Thinking about it recently - why are there no angular lines in the UI of everything online...<p>There appear to be only grid-based tables.<p>While there could be a UI/UX where the screen real estate is cut in an angular way.<p>It would be interesting to experiment with this as I think that certain types of data could be central - but others could be trimmed to the corners of a screen and do not need to be presented in a square and flat table.<p>Any thoughts?
======
piotr_krzyzek
Angular as in circles, rounded corners, spheres and generally not grid based
designs?

Originally the idea came out of necessity. Computers cannot do circles. They
can just do many-MANY-edged 'things' that appear as circles to us.

If you draw a simple circle in your favourite graphics program (not a vector
image), save and it and zoom in; you'll notice pixels right? Well, those are
the edges/lines that I was talking about.

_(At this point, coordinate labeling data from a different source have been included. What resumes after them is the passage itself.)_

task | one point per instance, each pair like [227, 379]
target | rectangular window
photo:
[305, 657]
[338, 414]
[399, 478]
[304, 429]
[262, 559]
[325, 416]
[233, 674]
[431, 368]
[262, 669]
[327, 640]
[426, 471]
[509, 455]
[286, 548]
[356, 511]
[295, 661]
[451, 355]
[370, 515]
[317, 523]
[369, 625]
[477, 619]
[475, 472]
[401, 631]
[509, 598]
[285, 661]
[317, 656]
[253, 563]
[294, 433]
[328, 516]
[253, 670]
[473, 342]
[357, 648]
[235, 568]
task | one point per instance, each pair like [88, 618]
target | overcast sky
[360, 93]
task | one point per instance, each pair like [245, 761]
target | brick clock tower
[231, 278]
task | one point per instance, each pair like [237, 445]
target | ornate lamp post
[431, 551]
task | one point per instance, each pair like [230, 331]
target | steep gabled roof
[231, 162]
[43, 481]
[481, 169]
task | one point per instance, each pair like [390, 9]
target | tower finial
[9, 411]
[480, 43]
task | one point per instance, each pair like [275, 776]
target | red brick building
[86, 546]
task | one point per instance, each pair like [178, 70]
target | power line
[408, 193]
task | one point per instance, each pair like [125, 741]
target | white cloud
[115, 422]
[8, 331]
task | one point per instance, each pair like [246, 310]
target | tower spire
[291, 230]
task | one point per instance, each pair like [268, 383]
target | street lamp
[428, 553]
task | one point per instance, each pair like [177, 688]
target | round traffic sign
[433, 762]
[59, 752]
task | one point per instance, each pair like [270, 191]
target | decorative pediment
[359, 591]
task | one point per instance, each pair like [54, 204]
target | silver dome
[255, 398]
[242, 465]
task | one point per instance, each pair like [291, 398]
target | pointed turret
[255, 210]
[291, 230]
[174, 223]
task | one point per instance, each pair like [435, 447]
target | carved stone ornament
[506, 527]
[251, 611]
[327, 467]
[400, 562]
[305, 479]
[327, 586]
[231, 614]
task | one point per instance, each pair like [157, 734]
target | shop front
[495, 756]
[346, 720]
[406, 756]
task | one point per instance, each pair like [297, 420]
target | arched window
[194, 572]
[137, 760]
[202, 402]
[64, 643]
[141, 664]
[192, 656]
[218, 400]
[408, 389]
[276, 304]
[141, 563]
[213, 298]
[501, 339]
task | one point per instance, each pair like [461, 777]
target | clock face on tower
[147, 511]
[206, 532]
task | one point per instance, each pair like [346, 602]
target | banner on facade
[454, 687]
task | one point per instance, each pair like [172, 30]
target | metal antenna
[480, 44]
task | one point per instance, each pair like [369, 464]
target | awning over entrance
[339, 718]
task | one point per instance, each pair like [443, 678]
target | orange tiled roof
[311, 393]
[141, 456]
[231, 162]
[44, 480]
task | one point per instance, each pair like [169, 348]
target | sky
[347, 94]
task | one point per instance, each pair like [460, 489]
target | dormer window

Also, put three blocks in a row. They will be more space efficient for putting
stuff into than three spheres/circles in that same area. That is why a circle
of Diameter D can fit into a cube whose dimensions are DxDxD and still have
room to spare.

Squares (which is what pixels on your monitor are anyway ... usually at least)
are simply more space effiecient.

Though many designs do use circles to enhance or bring to attention a certain
topic, message or idea.

You can though create a 'angular' design. But it'll be very much so on the
creative side of things and won't fit most standard uses.

------
lazugod
Because digital screens are rectangles and the native DOM elements are
rectangles. And raw photos are rectangles. And the books and posters and signs
and paintings that web designers emulate are rectangles.